Improve license key error messages for Cloud steps

Ref: ADX-242

With the implementation of the new Cloud OCR library, we have also updated the error messages returned to users when there are errors with the Google/Microsoft license key input. This should make it easier for the user to diagnose the problem with the job.

Update Email libraries

Ref: ADX-226

The email library has been updated with a new version that address many of the issues with the previous library.
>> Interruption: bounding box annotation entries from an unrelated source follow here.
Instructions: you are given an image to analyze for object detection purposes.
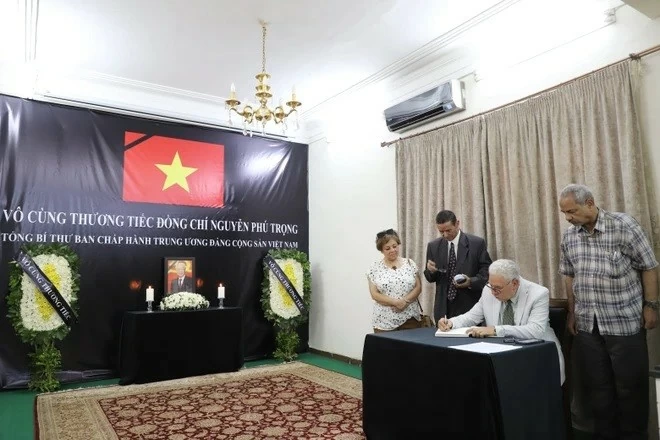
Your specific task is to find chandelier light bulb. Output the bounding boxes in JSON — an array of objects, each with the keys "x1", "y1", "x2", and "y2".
[{"x1": 225, "y1": 20, "x2": 302, "y2": 136}]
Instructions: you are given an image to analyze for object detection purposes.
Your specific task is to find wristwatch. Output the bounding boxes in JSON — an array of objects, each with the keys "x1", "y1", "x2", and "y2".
[{"x1": 644, "y1": 299, "x2": 660, "y2": 310}]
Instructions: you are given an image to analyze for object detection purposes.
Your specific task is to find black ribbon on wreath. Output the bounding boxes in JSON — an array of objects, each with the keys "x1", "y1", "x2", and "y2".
[
  {"x1": 264, "y1": 255, "x2": 305, "y2": 314},
  {"x1": 16, "y1": 249, "x2": 78, "y2": 327}
]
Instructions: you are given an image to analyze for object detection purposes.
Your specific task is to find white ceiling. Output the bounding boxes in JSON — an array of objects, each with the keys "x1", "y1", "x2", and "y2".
[{"x1": 32, "y1": 0, "x2": 511, "y2": 110}]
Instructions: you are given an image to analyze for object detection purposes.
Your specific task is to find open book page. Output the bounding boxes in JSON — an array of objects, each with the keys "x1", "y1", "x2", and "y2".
[
  {"x1": 449, "y1": 342, "x2": 522, "y2": 353},
  {"x1": 435, "y1": 327, "x2": 472, "y2": 338}
]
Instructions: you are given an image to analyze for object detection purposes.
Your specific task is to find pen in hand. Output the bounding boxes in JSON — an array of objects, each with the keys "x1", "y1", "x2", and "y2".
[{"x1": 438, "y1": 315, "x2": 452, "y2": 332}]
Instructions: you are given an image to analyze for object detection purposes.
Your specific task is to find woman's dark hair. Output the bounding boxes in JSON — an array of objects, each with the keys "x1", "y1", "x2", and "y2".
[{"x1": 376, "y1": 229, "x2": 401, "y2": 251}]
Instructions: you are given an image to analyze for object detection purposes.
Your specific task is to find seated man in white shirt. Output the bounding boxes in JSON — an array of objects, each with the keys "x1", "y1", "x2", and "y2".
[{"x1": 438, "y1": 260, "x2": 565, "y2": 384}]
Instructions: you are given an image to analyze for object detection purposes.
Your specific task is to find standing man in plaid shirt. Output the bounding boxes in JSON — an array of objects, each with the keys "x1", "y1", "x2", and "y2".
[{"x1": 559, "y1": 184, "x2": 658, "y2": 439}]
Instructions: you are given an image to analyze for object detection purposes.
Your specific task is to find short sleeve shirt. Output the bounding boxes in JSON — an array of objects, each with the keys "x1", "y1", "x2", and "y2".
[
  {"x1": 559, "y1": 209, "x2": 658, "y2": 336},
  {"x1": 367, "y1": 259, "x2": 421, "y2": 330}
]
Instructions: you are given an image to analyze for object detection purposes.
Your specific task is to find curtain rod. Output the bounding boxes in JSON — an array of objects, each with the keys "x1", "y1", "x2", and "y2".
[{"x1": 380, "y1": 44, "x2": 660, "y2": 147}]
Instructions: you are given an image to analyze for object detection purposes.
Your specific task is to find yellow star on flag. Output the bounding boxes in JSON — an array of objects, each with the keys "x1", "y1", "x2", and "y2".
[{"x1": 155, "y1": 151, "x2": 197, "y2": 192}]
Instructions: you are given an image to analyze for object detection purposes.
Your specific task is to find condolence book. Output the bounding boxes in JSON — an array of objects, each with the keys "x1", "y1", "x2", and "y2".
[{"x1": 435, "y1": 327, "x2": 472, "y2": 338}]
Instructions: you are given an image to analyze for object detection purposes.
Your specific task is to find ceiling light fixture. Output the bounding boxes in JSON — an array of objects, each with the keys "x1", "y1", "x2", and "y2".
[{"x1": 225, "y1": 20, "x2": 301, "y2": 136}]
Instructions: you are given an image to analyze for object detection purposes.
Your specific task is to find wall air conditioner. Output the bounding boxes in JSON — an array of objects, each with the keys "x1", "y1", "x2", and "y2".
[{"x1": 385, "y1": 79, "x2": 465, "y2": 132}]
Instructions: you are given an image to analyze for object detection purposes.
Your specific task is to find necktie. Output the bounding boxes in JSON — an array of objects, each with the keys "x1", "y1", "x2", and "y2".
[
  {"x1": 447, "y1": 243, "x2": 456, "y2": 301},
  {"x1": 502, "y1": 300, "x2": 513, "y2": 325}
]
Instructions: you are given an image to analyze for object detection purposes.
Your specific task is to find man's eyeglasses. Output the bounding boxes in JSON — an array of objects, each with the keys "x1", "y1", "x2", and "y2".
[
  {"x1": 486, "y1": 280, "x2": 513, "y2": 292},
  {"x1": 376, "y1": 229, "x2": 396, "y2": 238}
]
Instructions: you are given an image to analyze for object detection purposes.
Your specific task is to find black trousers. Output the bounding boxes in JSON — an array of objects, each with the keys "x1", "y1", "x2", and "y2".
[{"x1": 574, "y1": 321, "x2": 649, "y2": 440}]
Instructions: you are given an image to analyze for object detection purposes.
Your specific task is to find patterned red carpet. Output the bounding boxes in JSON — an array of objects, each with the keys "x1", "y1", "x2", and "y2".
[{"x1": 35, "y1": 362, "x2": 364, "y2": 440}]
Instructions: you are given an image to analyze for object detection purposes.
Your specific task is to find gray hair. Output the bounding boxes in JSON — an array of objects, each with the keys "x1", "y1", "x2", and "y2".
[
  {"x1": 488, "y1": 259, "x2": 520, "y2": 281},
  {"x1": 559, "y1": 183, "x2": 594, "y2": 205}
]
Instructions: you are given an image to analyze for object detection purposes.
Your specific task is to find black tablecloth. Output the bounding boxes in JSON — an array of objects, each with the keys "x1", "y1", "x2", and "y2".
[
  {"x1": 119, "y1": 307, "x2": 243, "y2": 385},
  {"x1": 362, "y1": 328, "x2": 565, "y2": 440}
]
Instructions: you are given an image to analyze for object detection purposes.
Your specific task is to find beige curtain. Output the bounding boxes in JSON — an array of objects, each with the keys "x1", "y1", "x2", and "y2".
[
  {"x1": 396, "y1": 61, "x2": 660, "y2": 311},
  {"x1": 396, "y1": 60, "x2": 660, "y2": 432},
  {"x1": 396, "y1": 118, "x2": 486, "y2": 316}
]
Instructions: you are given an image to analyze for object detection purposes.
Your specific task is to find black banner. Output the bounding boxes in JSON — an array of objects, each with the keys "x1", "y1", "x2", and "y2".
[
  {"x1": 264, "y1": 255, "x2": 305, "y2": 313},
  {"x1": 0, "y1": 95, "x2": 309, "y2": 388},
  {"x1": 16, "y1": 249, "x2": 78, "y2": 327}
]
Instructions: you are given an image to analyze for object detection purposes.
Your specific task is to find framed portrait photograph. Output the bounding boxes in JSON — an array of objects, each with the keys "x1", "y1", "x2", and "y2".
[{"x1": 164, "y1": 257, "x2": 196, "y2": 296}]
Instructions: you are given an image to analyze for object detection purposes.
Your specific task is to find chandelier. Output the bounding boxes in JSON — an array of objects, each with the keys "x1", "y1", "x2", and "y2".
[{"x1": 225, "y1": 20, "x2": 301, "y2": 136}]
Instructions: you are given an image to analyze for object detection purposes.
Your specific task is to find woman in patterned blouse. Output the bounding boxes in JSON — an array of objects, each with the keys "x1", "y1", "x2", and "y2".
[{"x1": 367, "y1": 229, "x2": 422, "y2": 333}]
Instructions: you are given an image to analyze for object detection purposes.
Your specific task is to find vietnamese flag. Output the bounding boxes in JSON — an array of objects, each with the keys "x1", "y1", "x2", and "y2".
[{"x1": 122, "y1": 131, "x2": 225, "y2": 208}]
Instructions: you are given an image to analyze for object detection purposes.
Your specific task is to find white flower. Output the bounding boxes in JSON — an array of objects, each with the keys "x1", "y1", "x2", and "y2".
[
  {"x1": 21, "y1": 254, "x2": 76, "y2": 331},
  {"x1": 160, "y1": 292, "x2": 209, "y2": 310},
  {"x1": 268, "y1": 258, "x2": 305, "y2": 319}
]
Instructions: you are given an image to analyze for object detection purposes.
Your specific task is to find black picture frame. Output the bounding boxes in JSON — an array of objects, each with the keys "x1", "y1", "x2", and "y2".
[{"x1": 163, "y1": 257, "x2": 197, "y2": 296}]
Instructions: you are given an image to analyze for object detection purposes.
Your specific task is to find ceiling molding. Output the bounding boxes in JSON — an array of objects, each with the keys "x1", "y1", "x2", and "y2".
[
  {"x1": 23, "y1": 0, "x2": 39, "y2": 63},
  {"x1": 301, "y1": 0, "x2": 520, "y2": 118}
]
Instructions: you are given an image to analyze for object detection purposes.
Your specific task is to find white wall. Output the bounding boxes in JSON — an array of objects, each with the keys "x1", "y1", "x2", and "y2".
[{"x1": 309, "y1": 0, "x2": 660, "y2": 363}]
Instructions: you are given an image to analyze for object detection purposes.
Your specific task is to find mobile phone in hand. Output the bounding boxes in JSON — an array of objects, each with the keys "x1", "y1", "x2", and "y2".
[{"x1": 516, "y1": 339, "x2": 543, "y2": 345}]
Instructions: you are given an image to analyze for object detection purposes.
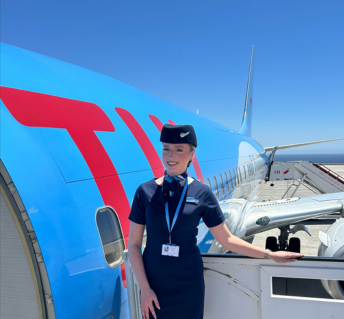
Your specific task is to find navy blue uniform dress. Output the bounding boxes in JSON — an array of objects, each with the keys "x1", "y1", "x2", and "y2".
[{"x1": 129, "y1": 179, "x2": 224, "y2": 319}]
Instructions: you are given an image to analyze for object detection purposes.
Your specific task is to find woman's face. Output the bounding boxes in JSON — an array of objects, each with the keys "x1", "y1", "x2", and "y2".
[{"x1": 162, "y1": 143, "x2": 195, "y2": 176}]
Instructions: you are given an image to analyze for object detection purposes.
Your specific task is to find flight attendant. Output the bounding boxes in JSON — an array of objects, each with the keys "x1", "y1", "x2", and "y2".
[{"x1": 128, "y1": 124, "x2": 303, "y2": 319}]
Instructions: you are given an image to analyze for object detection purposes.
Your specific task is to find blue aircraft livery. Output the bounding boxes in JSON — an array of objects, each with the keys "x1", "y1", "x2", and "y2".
[{"x1": 0, "y1": 43, "x2": 269, "y2": 319}]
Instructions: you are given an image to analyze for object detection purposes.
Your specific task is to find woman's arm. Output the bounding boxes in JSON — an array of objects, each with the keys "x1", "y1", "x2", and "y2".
[
  {"x1": 209, "y1": 223, "x2": 304, "y2": 263},
  {"x1": 128, "y1": 222, "x2": 160, "y2": 319}
]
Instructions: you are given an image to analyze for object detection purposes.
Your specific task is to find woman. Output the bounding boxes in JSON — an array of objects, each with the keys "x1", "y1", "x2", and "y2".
[{"x1": 128, "y1": 124, "x2": 303, "y2": 319}]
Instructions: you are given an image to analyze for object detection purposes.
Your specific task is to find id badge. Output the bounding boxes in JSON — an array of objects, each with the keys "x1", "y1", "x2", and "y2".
[{"x1": 161, "y1": 244, "x2": 179, "y2": 257}]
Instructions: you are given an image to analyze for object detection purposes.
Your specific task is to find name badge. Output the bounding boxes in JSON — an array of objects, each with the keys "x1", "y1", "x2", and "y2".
[{"x1": 161, "y1": 244, "x2": 179, "y2": 257}]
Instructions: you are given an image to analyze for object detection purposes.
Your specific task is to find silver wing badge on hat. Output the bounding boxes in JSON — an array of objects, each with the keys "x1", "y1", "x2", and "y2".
[{"x1": 180, "y1": 132, "x2": 190, "y2": 137}]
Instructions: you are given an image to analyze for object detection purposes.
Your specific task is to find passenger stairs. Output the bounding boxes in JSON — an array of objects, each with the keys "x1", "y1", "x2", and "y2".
[{"x1": 267, "y1": 161, "x2": 344, "y2": 197}]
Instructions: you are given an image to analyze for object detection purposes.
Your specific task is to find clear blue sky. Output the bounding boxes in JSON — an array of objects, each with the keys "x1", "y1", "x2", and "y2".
[{"x1": 1, "y1": 0, "x2": 344, "y2": 153}]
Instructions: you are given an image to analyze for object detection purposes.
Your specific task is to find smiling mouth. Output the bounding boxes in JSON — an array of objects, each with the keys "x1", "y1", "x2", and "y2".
[{"x1": 167, "y1": 161, "x2": 178, "y2": 166}]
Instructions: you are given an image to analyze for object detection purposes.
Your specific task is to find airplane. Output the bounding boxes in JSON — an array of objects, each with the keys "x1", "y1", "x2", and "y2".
[{"x1": 0, "y1": 43, "x2": 344, "y2": 319}]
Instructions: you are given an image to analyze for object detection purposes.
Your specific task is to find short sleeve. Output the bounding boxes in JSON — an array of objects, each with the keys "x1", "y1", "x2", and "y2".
[
  {"x1": 202, "y1": 187, "x2": 225, "y2": 227},
  {"x1": 129, "y1": 185, "x2": 146, "y2": 225}
]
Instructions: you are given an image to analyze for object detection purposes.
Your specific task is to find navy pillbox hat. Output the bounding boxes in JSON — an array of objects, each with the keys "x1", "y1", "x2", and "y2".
[{"x1": 160, "y1": 124, "x2": 197, "y2": 147}]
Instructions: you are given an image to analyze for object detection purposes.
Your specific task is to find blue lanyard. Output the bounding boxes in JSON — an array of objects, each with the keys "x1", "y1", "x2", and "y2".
[{"x1": 165, "y1": 178, "x2": 188, "y2": 244}]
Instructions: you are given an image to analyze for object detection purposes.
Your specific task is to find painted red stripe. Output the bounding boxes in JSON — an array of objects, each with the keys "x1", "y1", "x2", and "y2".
[
  {"x1": 1, "y1": 87, "x2": 130, "y2": 285},
  {"x1": 168, "y1": 120, "x2": 204, "y2": 184},
  {"x1": 115, "y1": 107, "x2": 165, "y2": 178}
]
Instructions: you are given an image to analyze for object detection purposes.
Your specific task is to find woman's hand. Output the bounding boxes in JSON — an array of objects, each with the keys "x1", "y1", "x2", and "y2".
[
  {"x1": 268, "y1": 251, "x2": 304, "y2": 264},
  {"x1": 141, "y1": 287, "x2": 160, "y2": 319}
]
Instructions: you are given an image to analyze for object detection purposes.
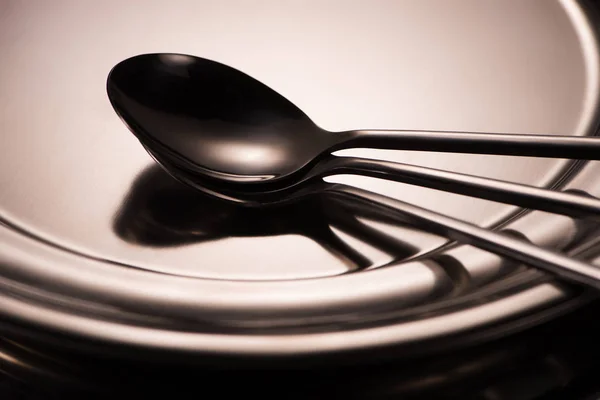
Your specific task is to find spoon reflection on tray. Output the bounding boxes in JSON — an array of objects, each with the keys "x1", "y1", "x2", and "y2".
[{"x1": 114, "y1": 165, "x2": 419, "y2": 270}]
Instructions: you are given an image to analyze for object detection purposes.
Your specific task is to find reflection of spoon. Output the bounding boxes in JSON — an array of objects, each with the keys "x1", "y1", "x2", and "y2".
[
  {"x1": 107, "y1": 54, "x2": 600, "y2": 288},
  {"x1": 114, "y1": 166, "x2": 419, "y2": 269}
]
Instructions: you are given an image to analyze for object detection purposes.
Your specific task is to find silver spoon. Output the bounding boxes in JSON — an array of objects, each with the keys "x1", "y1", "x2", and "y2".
[{"x1": 107, "y1": 54, "x2": 600, "y2": 288}]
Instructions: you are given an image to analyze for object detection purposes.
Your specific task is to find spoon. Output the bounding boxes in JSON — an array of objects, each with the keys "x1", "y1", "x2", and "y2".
[
  {"x1": 107, "y1": 54, "x2": 600, "y2": 288},
  {"x1": 107, "y1": 54, "x2": 600, "y2": 188}
]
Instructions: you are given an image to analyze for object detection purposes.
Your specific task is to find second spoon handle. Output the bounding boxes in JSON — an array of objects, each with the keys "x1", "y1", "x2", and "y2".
[
  {"x1": 320, "y1": 184, "x2": 600, "y2": 289},
  {"x1": 334, "y1": 130, "x2": 600, "y2": 160},
  {"x1": 313, "y1": 156, "x2": 600, "y2": 220}
]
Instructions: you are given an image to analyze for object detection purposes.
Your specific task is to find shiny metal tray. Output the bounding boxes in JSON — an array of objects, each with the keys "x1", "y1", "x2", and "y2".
[{"x1": 0, "y1": 0, "x2": 600, "y2": 359}]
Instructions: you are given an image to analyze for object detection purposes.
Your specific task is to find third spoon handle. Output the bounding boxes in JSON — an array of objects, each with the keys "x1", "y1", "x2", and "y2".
[
  {"x1": 312, "y1": 156, "x2": 600, "y2": 220},
  {"x1": 321, "y1": 184, "x2": 600, "y2": 289},
  {"x1": 340, "y1": 130, "x2": 600, "y2": 160}
]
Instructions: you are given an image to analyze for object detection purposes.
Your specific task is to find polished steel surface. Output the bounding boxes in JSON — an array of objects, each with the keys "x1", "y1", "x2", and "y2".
[
  {"x1": 0, "y1": 0, "x2": 600, "y2": 357},
  {"x1": 106, "y1": 53, "x2": 600, "y2": 186}
]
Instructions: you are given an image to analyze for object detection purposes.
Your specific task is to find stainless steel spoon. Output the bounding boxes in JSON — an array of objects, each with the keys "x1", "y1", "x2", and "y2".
[
  {"x1": 146, "y1": 148, "x2": 600, "y2": 290},
  {"x1": 107, "y1": 54, "x2": 600, "y2": 288},
  {"x1": 107, "y1": 54, "x2": 600, "y2": 188},
  {"x1": 107, "y1": 54, "x2": 600, "y2": 218}
]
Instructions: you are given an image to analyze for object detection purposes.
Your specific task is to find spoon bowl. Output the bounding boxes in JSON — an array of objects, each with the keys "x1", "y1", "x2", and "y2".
[{"x1": 107, "y1": 54, "x2": 337, "y2": 183}]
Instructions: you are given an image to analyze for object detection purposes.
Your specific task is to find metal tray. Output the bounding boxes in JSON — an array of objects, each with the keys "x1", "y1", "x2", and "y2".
[{"x1": 0, "y1": 0, "x2": 600, "y2": 360}]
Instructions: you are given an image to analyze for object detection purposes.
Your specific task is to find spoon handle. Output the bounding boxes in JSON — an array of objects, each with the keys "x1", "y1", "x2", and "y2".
[
  {"x1": 321, "y1": 184, "x2": 600, "y2": 289},
  {"x1": 313, "y1": 156, "x2": 600, "y2": 220},
  {"x1": 340, "y1": 130, "x2": 600, "y2": 160}
]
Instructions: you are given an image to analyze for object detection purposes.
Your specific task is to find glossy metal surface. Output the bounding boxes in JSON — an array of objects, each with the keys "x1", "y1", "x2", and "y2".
[
  {"x1": 5, "y1": 303, "x2": 600, "y2": 400},
  {"x1": 0, "y1": 0, "x2": 600, "y2": 358}
]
It also includes support for Modern Authentication, which can be used in both email alerts and the individual email job steps.

Add Modern Authentication to SharePoint libraries

Ref: ADX-225

The update to the SharePoint library includes support for Modern Authentication, which has been a feature that many users have requested. The jobs have been updated so users can customize their authentication type to one that suits their needs.

Renamed ‘Extract PDF Image via’ option

Ref: ADX-219

This small update to the naming of a job option was made to provide more clarity on the way that the PDF Image would be extracted. The option is now ‘Convert to TIFF’, which will convert a PDF File to a TIFF file before extracting the image. The option if false by default.

Select up to 8 languages in Extended OCR

Ref: ADX-214

The Extended OCR jobs have been updated to allow users to input up to 8 languages, given that they are from the same character set. This change will help users that process multilanguage documents.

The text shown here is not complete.